Flannery O’Connor: No children.
Eudora Welty: No children. One children’s book.
Hilary Mantel, Janet Frame, Willa Cather, Jane Bowles, Patricia Highsmith, Elizabeth Bishop, Hannah Arendt, Iris Murdoch, Djuna Barnes, Gertrude Stein, Virginia Woolf, Katherine Mansfield, Mavis Gallant, Simone de Beauvoir, Barbara Pym: No children.
Helen Gurley Brown: Author of Having it All, no children.
Katherine Anne Porter: No children, many husbands.
Alice Munro: Two husbands. Raised three children. First story collection at age thirty-seven.
Toni Morrison: Two children. First novel at age thirty-nine.
Penelope Fitzgerald: Three children. First novel at age sixty. Then eight more.
John Updike: Many children. Many books. First at age twenty-five.
Saul Bellow: Many children. Many wives. Many books. First at age twenty-nine.
Galchen lets the facts draw a hard line: the male writers wrote their first novels in their twenties, unencumbered, perhaps by the burdens of childrearing.

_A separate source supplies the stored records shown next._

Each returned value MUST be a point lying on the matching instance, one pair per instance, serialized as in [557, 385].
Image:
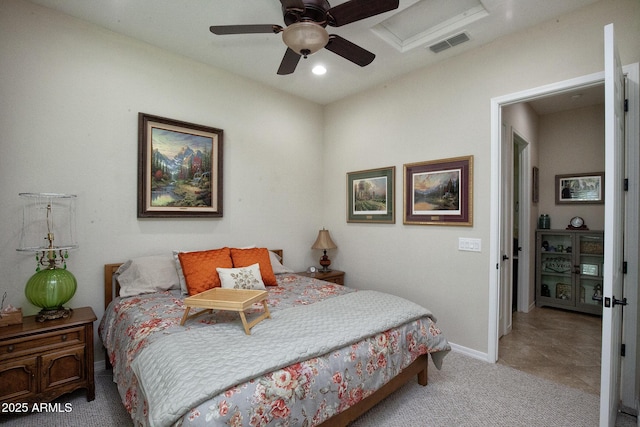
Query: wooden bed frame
[418, 368]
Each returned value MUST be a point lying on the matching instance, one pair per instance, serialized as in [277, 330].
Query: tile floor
[558, 345]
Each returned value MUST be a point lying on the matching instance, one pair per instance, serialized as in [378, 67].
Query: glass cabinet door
[556, 269]
[589, 270]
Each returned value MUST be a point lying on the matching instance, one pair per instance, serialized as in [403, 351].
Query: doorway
[631, 240]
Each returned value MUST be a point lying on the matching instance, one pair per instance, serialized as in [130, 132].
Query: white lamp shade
[305, 38]
[45, 213]
[324, 241]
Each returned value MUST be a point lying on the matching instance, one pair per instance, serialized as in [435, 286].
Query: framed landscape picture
[439, 192]
[580, 188]
[370, 195]
[179, 169]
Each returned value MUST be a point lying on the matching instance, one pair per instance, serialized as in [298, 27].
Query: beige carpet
[467, 392]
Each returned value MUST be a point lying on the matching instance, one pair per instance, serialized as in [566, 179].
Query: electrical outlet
[469, 244]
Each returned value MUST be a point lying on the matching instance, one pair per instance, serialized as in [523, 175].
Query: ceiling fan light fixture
[305, 38]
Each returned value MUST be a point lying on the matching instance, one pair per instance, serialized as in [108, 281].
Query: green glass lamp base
[49, 289]
[58, 313]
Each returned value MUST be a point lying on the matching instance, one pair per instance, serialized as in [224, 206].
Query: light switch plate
[469, 244]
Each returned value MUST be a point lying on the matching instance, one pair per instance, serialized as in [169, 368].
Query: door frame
[629, 390]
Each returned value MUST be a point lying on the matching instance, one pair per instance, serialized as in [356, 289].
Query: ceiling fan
[305, 31]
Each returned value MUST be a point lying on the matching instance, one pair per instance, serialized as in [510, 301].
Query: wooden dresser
[40, 361]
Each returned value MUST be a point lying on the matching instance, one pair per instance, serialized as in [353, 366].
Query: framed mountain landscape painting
[179, 169]
[439, 192]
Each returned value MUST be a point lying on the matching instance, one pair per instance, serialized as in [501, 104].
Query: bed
[210, 373]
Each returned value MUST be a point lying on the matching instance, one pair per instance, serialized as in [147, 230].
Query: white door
[613, 226]
[506, 244]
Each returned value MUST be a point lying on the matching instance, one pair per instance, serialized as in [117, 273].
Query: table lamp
[48, 230]
[324, 242]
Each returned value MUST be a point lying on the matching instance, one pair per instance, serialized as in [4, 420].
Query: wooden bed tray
[418, 368]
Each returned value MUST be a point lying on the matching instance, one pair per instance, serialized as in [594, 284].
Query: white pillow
[178, 268]
[241, 278]
[276, 265]
[147, 274]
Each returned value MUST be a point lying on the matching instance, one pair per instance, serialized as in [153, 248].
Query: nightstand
[39, 361]
[333, 276]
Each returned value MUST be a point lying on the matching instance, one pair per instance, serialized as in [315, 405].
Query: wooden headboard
[112, 287]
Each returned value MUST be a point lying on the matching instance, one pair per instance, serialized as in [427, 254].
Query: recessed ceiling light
[319, 70]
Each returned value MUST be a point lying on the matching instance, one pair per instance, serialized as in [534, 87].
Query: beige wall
[70, 97]
[571, 142]
[71, 94]
[441, 112]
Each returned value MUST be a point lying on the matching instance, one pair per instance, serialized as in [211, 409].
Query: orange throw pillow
[199, 268]
[247, 257]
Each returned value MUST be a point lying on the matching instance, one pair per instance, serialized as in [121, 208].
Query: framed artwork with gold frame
[439, 192]
[370, 195]
[179, 169]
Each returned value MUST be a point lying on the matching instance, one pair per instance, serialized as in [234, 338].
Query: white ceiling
[399, 39]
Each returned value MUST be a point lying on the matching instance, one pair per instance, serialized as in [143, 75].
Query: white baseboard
[98, 367]
[469, 352]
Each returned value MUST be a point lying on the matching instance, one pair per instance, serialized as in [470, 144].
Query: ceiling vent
[450, 42]
[427, 22]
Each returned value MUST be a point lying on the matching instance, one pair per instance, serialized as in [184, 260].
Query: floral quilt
[305, 393]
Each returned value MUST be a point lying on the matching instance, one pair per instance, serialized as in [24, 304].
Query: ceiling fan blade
[289, 62]
[350, 51]
[244, 29]
[297, 5]
[356, 10]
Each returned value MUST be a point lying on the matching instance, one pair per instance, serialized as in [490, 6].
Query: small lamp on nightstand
[324, 242]
[49, 217]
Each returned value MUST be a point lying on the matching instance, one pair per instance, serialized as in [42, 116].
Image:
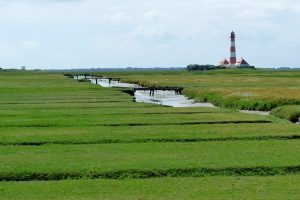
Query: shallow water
[255, 112]
[166, 98]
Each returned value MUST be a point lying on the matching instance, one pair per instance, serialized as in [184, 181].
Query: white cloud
[93, 32]
[29, 44]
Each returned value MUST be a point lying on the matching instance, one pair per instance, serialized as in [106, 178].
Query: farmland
[242, 89]
[65, 139]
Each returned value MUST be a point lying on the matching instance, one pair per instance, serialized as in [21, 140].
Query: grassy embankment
[242, 89]
[55, 128]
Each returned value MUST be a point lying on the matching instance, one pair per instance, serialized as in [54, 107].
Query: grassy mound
[291, 113]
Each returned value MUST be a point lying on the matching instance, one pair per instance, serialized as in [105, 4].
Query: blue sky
[167, 33]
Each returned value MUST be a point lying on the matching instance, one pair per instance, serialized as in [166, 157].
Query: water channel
[167, 98]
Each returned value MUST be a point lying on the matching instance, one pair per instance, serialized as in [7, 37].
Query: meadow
[244, 89]
[65, 139]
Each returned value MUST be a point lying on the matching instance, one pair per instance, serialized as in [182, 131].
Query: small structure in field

Women, on the other hand, have always had to make hard choices to raise children first, then, if they were lucky, pursue their vocation or careers. (And oh how hard I laughed at the irony of the author of Having it All having no children). While women now have more freedom to carve out whatever identities they like, many of us (and all women in poverty) still struggle to “lean in” to our careers, while somehow balancing motherhood (and affording childcare) under the intense scrutiny of a culture that objectifies and shames our bodies even when we’re using them to birth and feed our children. The pressure to keep quiet about the challenges of bearing and raising children remains one of the final taboos, making these books even more essential.
III.
Rearing
Who needs books now that there are hundreds of “Mommy blogs” and websites, one could argue? Yet nothing captures the pains and joys of parenting like the immersive experience of a book.
Galchen writes about the tedium of life with a toddler thusly:
Occasionally these things not going well combined with my general sense of being trapped inside a space that the Russian Formalists of days past would have described as producing nothing and I would feel really pretty desperate and like I was made of sand and would soon be nothing but a dispersed irritant…

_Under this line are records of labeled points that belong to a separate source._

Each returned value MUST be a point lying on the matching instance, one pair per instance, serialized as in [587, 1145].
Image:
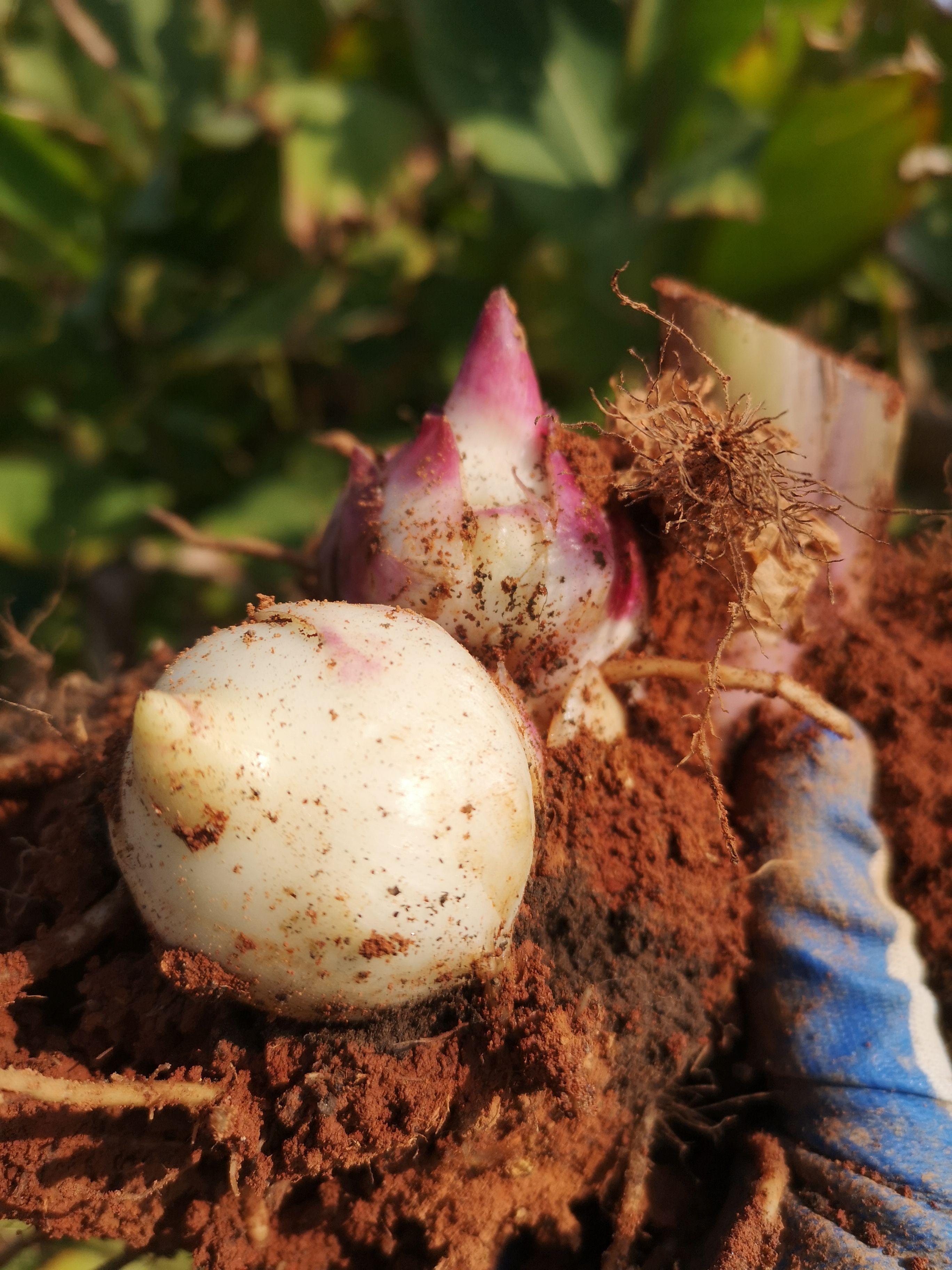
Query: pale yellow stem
[730, 677]
[90, 1095]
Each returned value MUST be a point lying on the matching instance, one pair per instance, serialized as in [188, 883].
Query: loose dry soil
[497, 1126]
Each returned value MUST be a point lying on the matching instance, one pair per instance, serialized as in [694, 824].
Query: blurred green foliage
[23, 1249]
[229, 225]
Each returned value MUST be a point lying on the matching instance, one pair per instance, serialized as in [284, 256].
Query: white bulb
[334, 803]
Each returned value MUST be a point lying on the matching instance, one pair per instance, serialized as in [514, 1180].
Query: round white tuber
[334, 803]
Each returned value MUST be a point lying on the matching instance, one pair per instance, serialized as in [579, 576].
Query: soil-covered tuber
[333, 803]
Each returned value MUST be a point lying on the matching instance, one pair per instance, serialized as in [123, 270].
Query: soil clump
[495, 1126]
[495, 1122]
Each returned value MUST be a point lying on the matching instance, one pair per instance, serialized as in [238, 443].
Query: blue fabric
[846, 1027]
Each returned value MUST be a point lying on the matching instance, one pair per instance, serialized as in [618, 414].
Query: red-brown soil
[501, 1117]
[505, 1119]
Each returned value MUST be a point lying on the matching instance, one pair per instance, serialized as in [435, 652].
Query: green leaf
[121, 503]
[288, 507]
[831, 186]
[716, 176]
[21, 318]
[47, 190]
[925, 244]
[531, 89]
[26, 501]
[257, 323]
[343, 153]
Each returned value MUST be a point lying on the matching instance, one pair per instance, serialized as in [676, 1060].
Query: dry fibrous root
[64, 944]
[767, 684]
[720, 479]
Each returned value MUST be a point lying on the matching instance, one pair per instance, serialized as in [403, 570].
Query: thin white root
[93, 1095]
[260, 548]
[65, 945]
[730, 677]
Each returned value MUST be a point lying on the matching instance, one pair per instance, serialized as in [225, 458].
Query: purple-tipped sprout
[482, 525]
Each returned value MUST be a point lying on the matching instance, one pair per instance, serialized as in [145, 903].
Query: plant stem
[92, 1095]
[729, 677]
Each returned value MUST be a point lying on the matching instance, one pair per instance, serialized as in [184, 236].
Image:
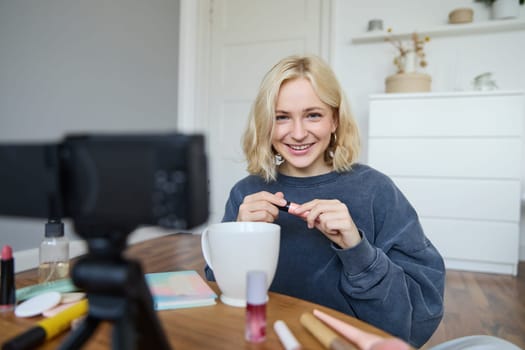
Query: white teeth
[299, 148]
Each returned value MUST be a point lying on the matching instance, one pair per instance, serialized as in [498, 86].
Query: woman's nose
[299, 131]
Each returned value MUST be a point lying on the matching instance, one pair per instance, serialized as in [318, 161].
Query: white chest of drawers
[458, 159]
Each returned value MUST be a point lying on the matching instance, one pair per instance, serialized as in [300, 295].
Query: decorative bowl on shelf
[461, 15]
[408, 82]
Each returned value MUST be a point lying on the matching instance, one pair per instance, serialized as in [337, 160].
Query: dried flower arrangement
[415, 46]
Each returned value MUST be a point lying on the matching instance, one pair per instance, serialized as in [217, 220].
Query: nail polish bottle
[53, 253]
[256, 297]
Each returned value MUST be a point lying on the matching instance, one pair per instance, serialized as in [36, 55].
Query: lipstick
[290, 207]
[7, 283]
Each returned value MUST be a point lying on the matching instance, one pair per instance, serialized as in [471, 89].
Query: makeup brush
[323, 334]
[363, 340]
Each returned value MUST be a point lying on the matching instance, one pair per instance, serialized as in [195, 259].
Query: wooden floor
[480, 303]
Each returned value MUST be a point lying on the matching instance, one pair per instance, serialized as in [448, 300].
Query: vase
[409, 62]
[408, 82]
[505, 9]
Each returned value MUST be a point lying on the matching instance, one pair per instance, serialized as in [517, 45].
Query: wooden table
[209, 327]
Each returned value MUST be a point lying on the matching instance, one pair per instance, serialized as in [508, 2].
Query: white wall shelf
[492, 26]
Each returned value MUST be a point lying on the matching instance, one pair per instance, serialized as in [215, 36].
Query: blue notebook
[179, 289]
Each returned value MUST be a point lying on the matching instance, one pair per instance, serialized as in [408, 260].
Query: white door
[247, 38]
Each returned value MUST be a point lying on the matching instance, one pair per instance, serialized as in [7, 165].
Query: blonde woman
[350, 240]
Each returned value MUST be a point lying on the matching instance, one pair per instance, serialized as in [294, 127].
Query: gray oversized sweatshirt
[394, 279]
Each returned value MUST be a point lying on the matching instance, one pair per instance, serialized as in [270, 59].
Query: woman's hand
[261, 206]
[333, 219]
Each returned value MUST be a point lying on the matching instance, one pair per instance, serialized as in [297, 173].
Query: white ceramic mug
[231, 249]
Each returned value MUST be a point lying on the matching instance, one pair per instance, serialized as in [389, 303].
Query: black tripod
[117, 292]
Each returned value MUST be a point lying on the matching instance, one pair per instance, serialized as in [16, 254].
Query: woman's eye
[314, 115]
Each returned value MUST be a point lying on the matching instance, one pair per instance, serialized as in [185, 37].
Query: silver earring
[333, 145]
[278, 160]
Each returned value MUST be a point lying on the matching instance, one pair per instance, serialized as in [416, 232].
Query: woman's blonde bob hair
[257, 138]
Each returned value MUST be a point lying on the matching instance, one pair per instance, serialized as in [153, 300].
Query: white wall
[84, 66]
[453, 61]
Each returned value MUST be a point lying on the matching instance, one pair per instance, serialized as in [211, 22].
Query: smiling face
[302, 129]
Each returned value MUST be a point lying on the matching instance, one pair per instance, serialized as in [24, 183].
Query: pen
[7, 283]
[285, 336]
[47, 328]
[323, 334]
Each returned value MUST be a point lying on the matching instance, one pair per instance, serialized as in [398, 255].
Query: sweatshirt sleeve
[394, 279]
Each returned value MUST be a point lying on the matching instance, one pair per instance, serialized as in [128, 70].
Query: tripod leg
[81, 334]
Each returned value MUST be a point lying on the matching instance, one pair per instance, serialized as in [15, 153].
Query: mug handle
[205, 246]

And Julia Fierro provides another dark inner view in her novel, Cutting Teeth:
By the end of the long day, when Josh finally returned from work, she heard a tone in her voice (he was always complaining about her tone)—a pathetic desperation. As if she were an impoverished third-world mother with a disease-riddled baby.
Though not a book about motherhood, per se, Sarah Manguso’s memoir of a journal Ongoingness reared its head a lot in the writing of this, because of how her writing changed once she had a child. And in an interview with Tin House, she says,
It’s important to me that I describe motherhood accurately and honestly, though, because until recently, I had been brainwashed into believing that motherhood was trivial. Until recently I thought my art-centered life was too important to pollute with such a mundane, common experience.
What so many writers, particularly women, now have the freedom to do, is show just how serious motherhood is, hopefully with the power to change the cultural conversation, too. I look forward to more page-turning fiction and memoir that plants the experience of motherhood at the center of the story, not the periphery. And I want to see a wider breadth of stories, not just tales of white mothers of privilege, but Black mothers, Native mothers, Indigenous mothers, LGBTQ mothers. Let’s elevate motherhood above the generic one-size-fits-all how-to guides to create a canon all its own.